Hable con Ella (Talk to Her). Directed by Pedro Almodóvar. Madrid: El Deseo S.A., 2002.

Reviewed by Meredith Barges

Pedro Almodóvar’s Hable con Ella (Talk to Her) is an exploration of the violability of the female body, with repeated scenes of both symbolic and actual violations of the female form. Like Almodóvar’s other films,1 it is also a play on gender, alternately subverting and reinforcing conventional dualities: male/female, mind/body, private/public, object/subject, aggressive/ passive, helpful/helpless, violator/caregiver. Because of its extraordinary use of signs, the film can be an excellent starting point for applying and examining poststructuralist feminism as a critical method. In the classroom, students might map out the many operative symbols and dualisms in the film and then examine places where gender conventions break down – particularly in the characters of Benigno and Lydia – and what the consequences are for these characters.

The plot centers around Benigno, a male nurse who cares for Alicia, a woman who has been in a coma for four years, in a hospital setting. Benigno, whose name literally meaning “benign” or “harmless,” is presented as a sympathetic character who understands the female psyche, spending hours talking to his patient, thereby affirming her humanity beyond her inert body. But Benigno has an unhealthy, overreaching obsession with Alicia, and we later learn that, despite his name, Benigno is all but benign.

The subtext of violation begins early on in the film, when the kitchen (female sign) of a woman bullfighter, Lydia, is invaded by a snake (male sign), and later her body is gored by a bull (male sign). The narrative takes a complex turn when Benigno, while undressing and massaging the comatose Alicia, begins to describe a black-and-white silent film he has just seen called The Shrinking Lover, in which a shrunken man, 2-3 inches in height, climbs inside the vagina of his sleeping lover. Beningo tells Alicia that the shrunken man “stays inside her forever,” an oedipal turn, suggesting both the safety of the womb and sexual gratification. It is presumably during this subnarrative that Benigno rapes (and impregnates) Alicia. The parallel of nonconsentual sex and unconscious women is too much to ignore. The plot twists again when Benigno’s violation is portrayed as an act of love because it eventually causes Alicia to wake up from her coma during childbirth.
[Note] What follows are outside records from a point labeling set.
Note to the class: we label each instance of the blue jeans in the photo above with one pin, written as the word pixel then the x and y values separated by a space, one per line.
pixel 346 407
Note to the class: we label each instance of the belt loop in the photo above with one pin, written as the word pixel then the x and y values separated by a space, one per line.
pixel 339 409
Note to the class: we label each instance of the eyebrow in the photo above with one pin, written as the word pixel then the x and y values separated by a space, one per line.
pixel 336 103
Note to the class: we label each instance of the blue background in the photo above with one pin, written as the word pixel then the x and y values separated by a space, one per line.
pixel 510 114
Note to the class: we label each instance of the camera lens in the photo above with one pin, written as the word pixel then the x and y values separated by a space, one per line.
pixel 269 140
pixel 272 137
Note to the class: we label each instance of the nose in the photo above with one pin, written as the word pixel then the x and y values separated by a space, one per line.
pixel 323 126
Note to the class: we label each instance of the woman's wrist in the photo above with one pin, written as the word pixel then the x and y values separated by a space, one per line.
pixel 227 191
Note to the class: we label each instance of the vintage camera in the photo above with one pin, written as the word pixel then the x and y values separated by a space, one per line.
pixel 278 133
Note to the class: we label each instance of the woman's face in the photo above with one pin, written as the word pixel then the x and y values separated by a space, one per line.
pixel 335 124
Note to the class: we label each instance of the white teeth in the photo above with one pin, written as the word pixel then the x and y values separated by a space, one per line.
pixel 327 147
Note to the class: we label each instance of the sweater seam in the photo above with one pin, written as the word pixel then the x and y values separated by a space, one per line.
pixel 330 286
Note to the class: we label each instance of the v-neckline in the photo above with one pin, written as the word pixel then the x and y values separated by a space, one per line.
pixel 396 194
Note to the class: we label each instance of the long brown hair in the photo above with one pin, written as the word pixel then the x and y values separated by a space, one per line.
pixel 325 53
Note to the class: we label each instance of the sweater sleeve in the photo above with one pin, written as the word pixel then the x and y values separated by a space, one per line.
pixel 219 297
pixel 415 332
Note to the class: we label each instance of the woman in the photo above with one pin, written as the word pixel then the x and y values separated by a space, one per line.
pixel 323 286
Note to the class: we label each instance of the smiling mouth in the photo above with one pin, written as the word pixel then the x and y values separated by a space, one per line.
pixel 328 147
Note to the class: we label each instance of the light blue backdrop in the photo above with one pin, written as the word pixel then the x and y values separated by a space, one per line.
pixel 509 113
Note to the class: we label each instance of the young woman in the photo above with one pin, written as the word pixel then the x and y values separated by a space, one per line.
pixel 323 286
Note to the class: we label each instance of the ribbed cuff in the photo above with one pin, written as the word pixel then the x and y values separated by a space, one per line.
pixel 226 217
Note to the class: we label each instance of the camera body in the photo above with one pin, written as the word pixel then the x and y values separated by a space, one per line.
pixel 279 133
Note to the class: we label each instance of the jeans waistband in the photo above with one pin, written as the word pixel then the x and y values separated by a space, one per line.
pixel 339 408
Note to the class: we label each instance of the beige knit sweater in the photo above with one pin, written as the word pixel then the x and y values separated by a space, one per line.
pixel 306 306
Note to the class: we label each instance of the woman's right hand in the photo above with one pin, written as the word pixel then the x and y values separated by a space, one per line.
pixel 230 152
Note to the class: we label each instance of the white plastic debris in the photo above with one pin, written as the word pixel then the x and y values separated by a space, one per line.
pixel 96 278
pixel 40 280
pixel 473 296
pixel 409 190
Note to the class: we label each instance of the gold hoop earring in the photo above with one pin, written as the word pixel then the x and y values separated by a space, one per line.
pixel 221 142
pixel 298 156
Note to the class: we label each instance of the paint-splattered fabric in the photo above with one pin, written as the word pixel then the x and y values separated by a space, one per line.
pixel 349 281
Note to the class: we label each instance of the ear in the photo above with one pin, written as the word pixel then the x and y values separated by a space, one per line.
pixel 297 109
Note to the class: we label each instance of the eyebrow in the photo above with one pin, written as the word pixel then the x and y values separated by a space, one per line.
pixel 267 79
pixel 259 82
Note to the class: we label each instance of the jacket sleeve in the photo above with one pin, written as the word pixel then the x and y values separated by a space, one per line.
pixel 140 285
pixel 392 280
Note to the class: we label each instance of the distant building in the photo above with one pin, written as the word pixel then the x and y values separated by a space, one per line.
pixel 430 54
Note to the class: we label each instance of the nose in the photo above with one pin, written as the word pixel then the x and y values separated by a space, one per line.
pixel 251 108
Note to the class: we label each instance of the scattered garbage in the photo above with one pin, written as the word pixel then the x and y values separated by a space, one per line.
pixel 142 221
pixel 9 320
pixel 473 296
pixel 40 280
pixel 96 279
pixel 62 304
Many film reviews problematically describe Hable con Ella as a love story. It is worth exploring in a classroom discussion or through a short writing exercise whether it is Benigno’s seemingly “feminine” qualities—of being nurturing, sensitive, caring, selfless, understanding, and communicative—that, for many viewers, obscures his final act of violation.

1 In particular, Tie Me Up! Tie Me Down! (1990), Kika (1993), and All About My Mother (1999).

Meredith Barges is the editor of UUSC, an international human rights organization based in Cambridge, MA. She studied critical theory and film at Smith College and the University of Chicago.